12. Il résulte de ce qui précède que l’appel incident formé par M. A==, tendant à la réévaluation de la somme que lui ont allouée les premiers juges, doit être accueilli à hauteur de 32 844,92 euros.

Sur la requête n° 15BX02139 à fin de sursis à exécution:

13. Le présent arrêt statue sur l’appel du département de Mayotte tendant à l’annulation du jugement attaqué. Par suite, il n’y a pas lieu de statuer sur son recours tendant à ce qu’il soit sursis à l’exécution du même jugement.

Sur les conclusions au titre de l’article L. 761-1 du code de justice administrative :

14. Ces dispositions font obstacle à ce qu’il soit mis à la charge de M. A==, qui n’est pas la partie perdante dans la présente instance, la somme que demande le département de Mayotte sur ce fondement. En revanche, il y a lieu de mettre à la charge du département une somme de 1 500 euros que demande M. A== sur ce même fondement, sous réserve que son conseil renonce à percevoir la part contributive de l’Etat.

DECIDE :

Article 1er : Il n’y a pas lieu de statuer sur la requête n° 15BX02139.

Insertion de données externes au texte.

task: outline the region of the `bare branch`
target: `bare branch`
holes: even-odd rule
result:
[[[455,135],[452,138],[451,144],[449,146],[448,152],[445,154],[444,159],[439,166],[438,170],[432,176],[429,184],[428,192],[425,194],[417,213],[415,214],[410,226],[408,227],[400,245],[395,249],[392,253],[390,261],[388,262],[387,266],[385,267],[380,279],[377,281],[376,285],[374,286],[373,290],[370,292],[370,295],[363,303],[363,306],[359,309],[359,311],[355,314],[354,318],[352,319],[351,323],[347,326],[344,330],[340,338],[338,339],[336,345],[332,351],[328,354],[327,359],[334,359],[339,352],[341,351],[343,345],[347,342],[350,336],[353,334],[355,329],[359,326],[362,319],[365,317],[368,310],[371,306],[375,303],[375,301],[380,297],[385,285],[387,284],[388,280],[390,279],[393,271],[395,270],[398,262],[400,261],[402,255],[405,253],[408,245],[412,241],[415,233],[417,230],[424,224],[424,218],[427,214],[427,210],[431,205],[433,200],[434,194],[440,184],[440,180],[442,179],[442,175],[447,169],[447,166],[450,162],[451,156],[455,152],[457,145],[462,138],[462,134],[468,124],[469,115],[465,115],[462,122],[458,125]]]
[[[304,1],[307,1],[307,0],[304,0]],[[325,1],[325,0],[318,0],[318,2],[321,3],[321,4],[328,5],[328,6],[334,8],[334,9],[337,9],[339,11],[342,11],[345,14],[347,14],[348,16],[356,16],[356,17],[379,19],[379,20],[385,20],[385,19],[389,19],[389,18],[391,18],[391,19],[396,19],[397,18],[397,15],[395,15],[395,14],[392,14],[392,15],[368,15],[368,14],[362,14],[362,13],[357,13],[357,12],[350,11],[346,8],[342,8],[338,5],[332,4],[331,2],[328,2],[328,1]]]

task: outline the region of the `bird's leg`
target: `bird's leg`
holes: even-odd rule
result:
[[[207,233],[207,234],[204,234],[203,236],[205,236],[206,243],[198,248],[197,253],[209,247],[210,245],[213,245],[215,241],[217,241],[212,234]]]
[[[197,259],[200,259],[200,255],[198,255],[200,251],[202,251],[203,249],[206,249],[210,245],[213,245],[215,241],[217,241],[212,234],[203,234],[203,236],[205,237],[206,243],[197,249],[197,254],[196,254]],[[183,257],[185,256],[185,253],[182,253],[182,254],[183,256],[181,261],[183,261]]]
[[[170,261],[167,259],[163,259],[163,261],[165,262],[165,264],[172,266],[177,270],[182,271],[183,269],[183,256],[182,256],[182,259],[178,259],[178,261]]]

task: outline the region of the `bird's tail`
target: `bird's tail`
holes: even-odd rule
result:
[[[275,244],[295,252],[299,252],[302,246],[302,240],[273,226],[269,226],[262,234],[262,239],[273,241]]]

Article 2 : La requête n° 15BX01976 présentée par le département de Mayotte est rejetée.

Article 3 : La somme que le tribunal administratif de Mayotte a allouée à M. A== est portée de 20 000 à 32 844,92 euros.

Article 4 : L’article 1er du jugement n° 1400160 du 2 avril 2015 du tribunal administratif de Mayotte est réformé en ce qu’il a de contraire à l’article 3 ci-dessus.

Article 5 : Le département de Mayotte versera la somme de 1 500 euros, au titre de l’article L. 761-1 du code de justice administrative, à M. A==, sous réserve que son conseil renonce à percevoir la part contributive de l’Etat.